Pages

Monday, 6 January 2020

Dracula: The Rules of the Beast

“I’m undead. I’m not unreasonable...”

Well, obviously, this is going to be clever, awesome and very literate indeed; it’s written by Steven Moffat and Mark Gatiss. You don’t go into a first episode from them and expect it to be rubbish- and it certainly isn’t. I’ve only seen the first episode thus far, but it’s a superlative but of telly without a doubt. Yet it wasn’t quite what I expected.

I’m not saying the structure of the story isn’t clever. I’m not saying the dialogue isn’t witty. But both, while masterfully done, are notably restrained. This isn't Sherlock, it's horror. It's jump scares, horrific concepts (Here, some people just randomly become undead when they die, some become vampires, and only a select few retain their sentience after a while. Most just scratch at their coffins. And this is a secret known to gravediggers around the world. Shiver.) at a Dracula, in Claes Bang, who may very possibility be the very best screen Count ever. And yes: I'm saying this in a world where Christopher Lee once walked, and realise what I'm saying. Bang is that good.

John Hefferman is ideal as Jonathan Harker, too, but the other standout performance is from Dolly Wells as the drily witty Sister Agatha- the hero, I suspect, of the series; her surname at least gives strong indications. She is, I suppose, our Peter Cushing- a deliciously quotable nun who has, perhaps, lost her faith but who is determined to understand, and combat, the undead.

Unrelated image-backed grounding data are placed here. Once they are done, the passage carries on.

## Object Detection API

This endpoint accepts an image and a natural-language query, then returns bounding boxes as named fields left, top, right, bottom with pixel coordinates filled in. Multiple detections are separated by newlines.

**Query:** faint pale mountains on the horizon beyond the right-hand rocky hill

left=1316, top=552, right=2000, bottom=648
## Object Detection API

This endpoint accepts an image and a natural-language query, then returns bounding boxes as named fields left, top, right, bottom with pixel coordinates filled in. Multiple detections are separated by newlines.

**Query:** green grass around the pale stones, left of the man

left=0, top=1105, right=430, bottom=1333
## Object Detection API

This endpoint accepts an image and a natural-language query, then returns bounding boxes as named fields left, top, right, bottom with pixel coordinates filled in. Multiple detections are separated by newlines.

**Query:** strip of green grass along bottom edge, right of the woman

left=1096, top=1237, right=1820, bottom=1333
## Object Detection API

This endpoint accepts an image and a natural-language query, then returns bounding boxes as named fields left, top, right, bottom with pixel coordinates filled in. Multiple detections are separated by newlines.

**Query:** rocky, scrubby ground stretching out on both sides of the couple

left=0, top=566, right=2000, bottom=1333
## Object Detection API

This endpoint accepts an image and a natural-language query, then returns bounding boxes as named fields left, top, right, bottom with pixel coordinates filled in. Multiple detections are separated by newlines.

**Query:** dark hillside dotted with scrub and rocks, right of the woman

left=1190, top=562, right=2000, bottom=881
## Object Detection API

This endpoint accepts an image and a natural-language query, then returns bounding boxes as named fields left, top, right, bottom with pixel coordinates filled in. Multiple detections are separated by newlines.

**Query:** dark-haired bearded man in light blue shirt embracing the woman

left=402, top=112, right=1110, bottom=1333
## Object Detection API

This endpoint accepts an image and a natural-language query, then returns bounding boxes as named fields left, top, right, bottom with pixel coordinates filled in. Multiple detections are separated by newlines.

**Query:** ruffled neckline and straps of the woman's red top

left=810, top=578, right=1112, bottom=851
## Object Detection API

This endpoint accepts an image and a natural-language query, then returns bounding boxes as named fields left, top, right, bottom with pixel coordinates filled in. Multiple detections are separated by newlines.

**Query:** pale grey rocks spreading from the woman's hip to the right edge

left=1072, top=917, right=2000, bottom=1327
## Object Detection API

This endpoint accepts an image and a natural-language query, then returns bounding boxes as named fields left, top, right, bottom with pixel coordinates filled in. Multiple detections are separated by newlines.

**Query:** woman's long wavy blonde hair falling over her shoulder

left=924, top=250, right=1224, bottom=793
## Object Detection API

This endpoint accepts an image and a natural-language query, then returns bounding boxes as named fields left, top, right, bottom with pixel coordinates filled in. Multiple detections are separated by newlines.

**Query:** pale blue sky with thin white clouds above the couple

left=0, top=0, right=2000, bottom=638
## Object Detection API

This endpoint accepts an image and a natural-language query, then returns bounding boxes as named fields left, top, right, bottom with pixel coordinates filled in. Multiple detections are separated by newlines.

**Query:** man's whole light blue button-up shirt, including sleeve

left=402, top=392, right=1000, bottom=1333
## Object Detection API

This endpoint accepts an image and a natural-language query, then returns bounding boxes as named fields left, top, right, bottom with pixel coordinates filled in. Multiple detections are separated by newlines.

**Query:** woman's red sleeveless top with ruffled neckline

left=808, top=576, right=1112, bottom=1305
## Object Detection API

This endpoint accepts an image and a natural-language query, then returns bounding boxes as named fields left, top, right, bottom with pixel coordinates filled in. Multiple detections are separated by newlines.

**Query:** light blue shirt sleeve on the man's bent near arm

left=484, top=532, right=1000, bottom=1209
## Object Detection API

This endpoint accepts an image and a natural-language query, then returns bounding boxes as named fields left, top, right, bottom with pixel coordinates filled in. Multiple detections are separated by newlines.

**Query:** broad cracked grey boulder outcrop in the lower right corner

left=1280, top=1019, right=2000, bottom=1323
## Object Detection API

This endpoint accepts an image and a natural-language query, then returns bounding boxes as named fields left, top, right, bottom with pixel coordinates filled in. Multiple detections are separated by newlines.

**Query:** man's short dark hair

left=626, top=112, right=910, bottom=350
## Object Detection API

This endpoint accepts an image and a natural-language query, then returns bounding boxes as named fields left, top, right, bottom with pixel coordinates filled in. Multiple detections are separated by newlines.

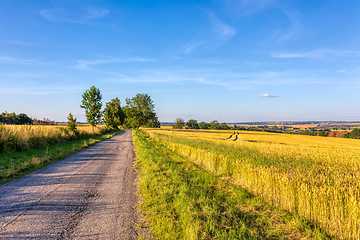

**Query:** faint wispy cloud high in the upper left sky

left=39, top=7, right=109, bottom=24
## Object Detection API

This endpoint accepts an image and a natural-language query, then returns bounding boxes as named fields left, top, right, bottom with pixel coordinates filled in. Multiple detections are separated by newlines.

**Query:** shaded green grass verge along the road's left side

left=0, top=130, right=123, bottom=184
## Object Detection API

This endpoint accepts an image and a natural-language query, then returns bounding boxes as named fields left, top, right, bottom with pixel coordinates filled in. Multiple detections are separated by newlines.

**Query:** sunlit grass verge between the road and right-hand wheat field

left=133, top=131, right=330, bottom=239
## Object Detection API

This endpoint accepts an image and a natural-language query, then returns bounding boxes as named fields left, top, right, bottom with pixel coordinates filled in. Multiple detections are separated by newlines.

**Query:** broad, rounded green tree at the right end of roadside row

left=124, top=93, right=160, bottom=128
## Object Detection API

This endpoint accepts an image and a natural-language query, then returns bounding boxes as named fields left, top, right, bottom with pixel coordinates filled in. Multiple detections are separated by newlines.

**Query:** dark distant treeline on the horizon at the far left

left=0, top=112, right=56, bottom=125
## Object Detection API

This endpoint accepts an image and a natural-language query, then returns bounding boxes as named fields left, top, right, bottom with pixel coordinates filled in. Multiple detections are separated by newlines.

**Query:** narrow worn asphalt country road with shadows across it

left=0, top=130, right=139, bottom=239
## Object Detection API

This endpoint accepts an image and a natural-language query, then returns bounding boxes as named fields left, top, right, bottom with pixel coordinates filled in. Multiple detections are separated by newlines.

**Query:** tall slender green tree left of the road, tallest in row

left=80, top=86, right=102, bottom=132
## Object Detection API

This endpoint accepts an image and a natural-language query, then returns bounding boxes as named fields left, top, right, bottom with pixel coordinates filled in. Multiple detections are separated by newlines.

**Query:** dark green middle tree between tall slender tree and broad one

left=104, top=98, right=125, bottom=129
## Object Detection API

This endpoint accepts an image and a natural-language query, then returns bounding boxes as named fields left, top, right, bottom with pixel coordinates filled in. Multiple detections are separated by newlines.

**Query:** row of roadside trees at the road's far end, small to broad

left=79, top=86, right=160, bottom=130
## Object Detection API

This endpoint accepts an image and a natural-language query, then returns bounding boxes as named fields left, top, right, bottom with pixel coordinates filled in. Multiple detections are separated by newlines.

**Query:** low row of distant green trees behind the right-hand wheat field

left=173, top=118, right=230, bottom=130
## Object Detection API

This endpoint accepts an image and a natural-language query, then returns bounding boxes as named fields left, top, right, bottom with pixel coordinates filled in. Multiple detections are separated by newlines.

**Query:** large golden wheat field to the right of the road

left=145, top=129, right=360, bottom=239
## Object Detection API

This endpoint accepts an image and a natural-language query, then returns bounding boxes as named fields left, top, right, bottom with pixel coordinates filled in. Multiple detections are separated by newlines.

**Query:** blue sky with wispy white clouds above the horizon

left=0, top=0, right=360, bottom=122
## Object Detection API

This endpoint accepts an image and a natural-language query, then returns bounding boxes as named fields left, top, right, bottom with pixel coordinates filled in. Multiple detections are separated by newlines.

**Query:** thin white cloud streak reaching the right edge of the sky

left=271, top=49, right=360, bottom=58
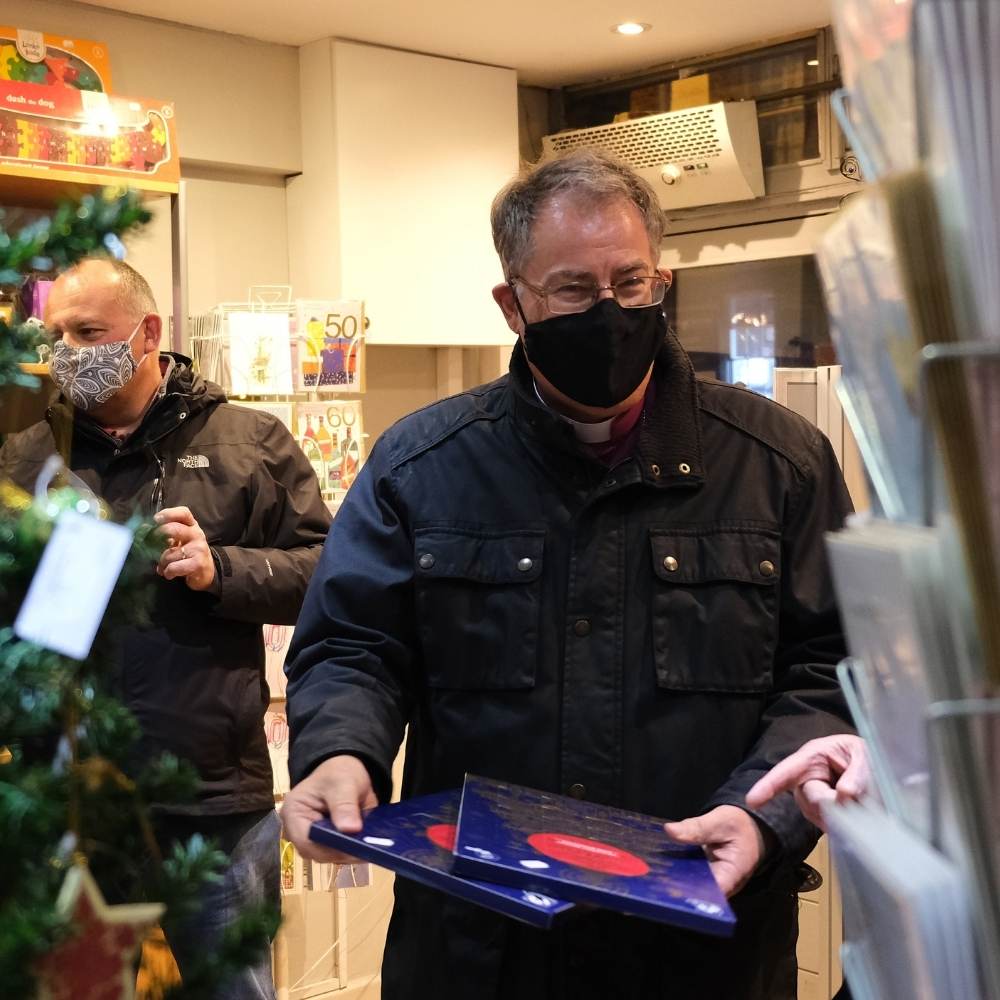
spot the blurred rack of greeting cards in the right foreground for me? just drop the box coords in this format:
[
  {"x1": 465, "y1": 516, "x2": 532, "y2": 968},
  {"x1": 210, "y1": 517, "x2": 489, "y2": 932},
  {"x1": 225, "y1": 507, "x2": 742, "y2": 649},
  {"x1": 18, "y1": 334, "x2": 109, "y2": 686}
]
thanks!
[{"x1": 818, "y1": 0, "x2": 1000, "y2": 1000}]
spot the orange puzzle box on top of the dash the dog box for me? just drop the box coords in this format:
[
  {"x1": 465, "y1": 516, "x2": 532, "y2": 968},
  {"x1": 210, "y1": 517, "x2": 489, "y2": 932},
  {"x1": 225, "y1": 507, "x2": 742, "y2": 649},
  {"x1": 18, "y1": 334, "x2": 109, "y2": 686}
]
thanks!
[{"x1": 0, "y1": 27, "x2": 111, "y2": 93}]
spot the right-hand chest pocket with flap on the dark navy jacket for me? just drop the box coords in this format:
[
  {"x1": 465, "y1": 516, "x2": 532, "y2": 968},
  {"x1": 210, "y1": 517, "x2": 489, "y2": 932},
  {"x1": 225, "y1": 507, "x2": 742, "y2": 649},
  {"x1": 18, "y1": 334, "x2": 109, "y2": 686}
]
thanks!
[{"x1": 649, "y1": 529, "x2": 781, "y2": 693}]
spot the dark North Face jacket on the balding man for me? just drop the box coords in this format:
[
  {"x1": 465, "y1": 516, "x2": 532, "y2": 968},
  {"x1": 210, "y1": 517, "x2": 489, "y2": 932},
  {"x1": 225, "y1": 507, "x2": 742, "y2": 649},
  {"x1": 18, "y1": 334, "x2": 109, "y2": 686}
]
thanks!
[{"x1": 0, "y1": 355, "x2": 330, "y2": 815}]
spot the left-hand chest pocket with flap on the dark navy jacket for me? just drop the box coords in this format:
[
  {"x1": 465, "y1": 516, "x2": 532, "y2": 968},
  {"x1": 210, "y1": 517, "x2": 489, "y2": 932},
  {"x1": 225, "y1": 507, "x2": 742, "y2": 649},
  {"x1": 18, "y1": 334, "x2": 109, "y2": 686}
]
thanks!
[{"x1": 414, "y1": 528, "x2": 545, "y2": 690}]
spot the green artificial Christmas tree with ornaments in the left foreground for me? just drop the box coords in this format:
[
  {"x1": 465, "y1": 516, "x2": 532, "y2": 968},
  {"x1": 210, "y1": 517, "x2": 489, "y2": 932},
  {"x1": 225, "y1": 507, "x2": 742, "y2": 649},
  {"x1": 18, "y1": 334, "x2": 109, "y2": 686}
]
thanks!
[{"x1": 0, "y1": 193, "x2": 277, "y2": 1000}]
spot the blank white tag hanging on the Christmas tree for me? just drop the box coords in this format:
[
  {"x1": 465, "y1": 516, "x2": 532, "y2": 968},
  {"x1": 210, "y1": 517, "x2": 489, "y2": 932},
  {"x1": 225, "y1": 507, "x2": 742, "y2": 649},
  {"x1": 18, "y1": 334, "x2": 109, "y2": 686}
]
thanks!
[{"x1": 14, "y1": 511, "x2": 132, "y2": 660}]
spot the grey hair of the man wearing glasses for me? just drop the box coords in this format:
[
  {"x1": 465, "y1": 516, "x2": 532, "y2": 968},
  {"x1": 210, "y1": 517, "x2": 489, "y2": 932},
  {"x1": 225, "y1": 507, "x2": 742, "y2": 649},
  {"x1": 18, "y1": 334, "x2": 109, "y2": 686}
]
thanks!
[{"x1": 490, "y1": 148, "x2": 665, "y2": 278}]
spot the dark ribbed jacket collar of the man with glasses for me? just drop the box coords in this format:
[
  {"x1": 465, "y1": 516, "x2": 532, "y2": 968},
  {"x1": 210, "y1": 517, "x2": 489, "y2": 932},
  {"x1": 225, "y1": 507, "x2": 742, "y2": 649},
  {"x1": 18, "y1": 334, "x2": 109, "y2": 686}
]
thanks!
[{"x1": 509, "y1": 331, "x2": 705, "y2": 487}]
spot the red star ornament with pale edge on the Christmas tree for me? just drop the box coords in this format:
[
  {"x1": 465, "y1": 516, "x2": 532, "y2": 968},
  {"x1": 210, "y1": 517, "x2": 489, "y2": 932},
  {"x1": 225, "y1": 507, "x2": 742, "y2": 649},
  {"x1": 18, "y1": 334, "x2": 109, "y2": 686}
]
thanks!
[{"x1": 38, "y1": 865, "x2": 164, "y2": 1000}]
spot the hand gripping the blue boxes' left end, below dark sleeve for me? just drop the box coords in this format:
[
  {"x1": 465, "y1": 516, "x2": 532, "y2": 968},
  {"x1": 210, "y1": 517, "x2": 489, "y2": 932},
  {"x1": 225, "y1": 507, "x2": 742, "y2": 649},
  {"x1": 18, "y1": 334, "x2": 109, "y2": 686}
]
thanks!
[{"x1": 281, "y1": 754, "x2": 378, "y2": 865}]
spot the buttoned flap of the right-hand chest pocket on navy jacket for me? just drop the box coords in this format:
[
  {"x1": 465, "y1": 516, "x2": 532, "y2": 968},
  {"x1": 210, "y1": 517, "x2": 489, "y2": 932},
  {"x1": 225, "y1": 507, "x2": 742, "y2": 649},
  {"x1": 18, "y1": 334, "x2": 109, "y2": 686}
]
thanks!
[{"x1": 649, "y1": 528, "x2": 781, "y2": 586}]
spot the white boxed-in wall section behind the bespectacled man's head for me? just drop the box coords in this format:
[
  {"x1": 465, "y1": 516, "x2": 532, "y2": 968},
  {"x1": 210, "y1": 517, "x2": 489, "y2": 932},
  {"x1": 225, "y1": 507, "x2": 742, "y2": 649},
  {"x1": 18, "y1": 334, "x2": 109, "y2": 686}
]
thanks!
[{"x1": 289, "y1": 40, "x2": 518, "y2": 346}]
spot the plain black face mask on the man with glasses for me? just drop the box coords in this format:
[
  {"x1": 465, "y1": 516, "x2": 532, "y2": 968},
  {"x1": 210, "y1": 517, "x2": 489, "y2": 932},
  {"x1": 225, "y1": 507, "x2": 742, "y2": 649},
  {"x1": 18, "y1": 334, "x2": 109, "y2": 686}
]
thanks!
[{"x1": 524, "y1": 299, "x2": 667, "y2": 409}]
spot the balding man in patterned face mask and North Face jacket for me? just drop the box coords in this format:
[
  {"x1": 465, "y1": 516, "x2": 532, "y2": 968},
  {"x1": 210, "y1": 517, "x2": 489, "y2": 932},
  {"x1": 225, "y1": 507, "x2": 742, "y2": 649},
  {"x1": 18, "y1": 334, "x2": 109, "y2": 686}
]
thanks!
[{"x1": 0, "y1": 259, "x2": 330, "y2": 1000}]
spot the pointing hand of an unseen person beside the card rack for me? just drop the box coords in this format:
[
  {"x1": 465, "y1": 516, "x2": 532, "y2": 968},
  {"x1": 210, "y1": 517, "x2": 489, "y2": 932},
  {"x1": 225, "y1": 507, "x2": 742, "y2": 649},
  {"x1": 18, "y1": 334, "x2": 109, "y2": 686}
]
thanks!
[{"x1": 747, "y1": 733, "x2": 869, "y2": 830}]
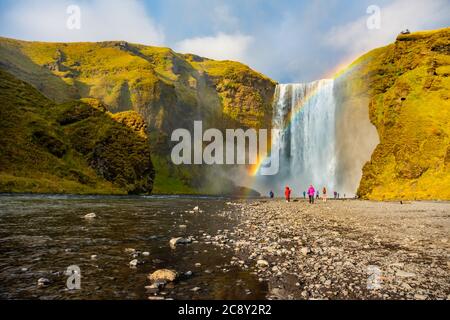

It's 1897- the year Bram Stoker's novel was written, although not when it was set. The action is split between Transylvania and Budapest, both still part of a Habsburg Hungary. This is literally a tale of the Gothic- Dracula is an ancient horror from an old, labyrinthine castle in the wild east of Austria-Hungary, planning to move to the more "modern" England to kill, feast and be replete.  The episode is, I think, set up for this- an origin story of sorts, loosely following the early parts of the novel.

The plot begins with nods to past iterations- the scene where Harker and Dracula meet is very Bela Lugosi, right down to the "I never drink... wine". But we soon depart from this to a narrative with twists and turns which satisfyingly surprise us without ever becoming overly labyrinthine; we shall leave that to the castle's architecture. We have suspense, scares and just one little Doctor Who in-joke; we are introduced to our new Count and his world, and is good. Mrs Llamastrangler and I are hooked.

That cliffhanger, though....I don't care about Mina, but please let Sister Agatha live.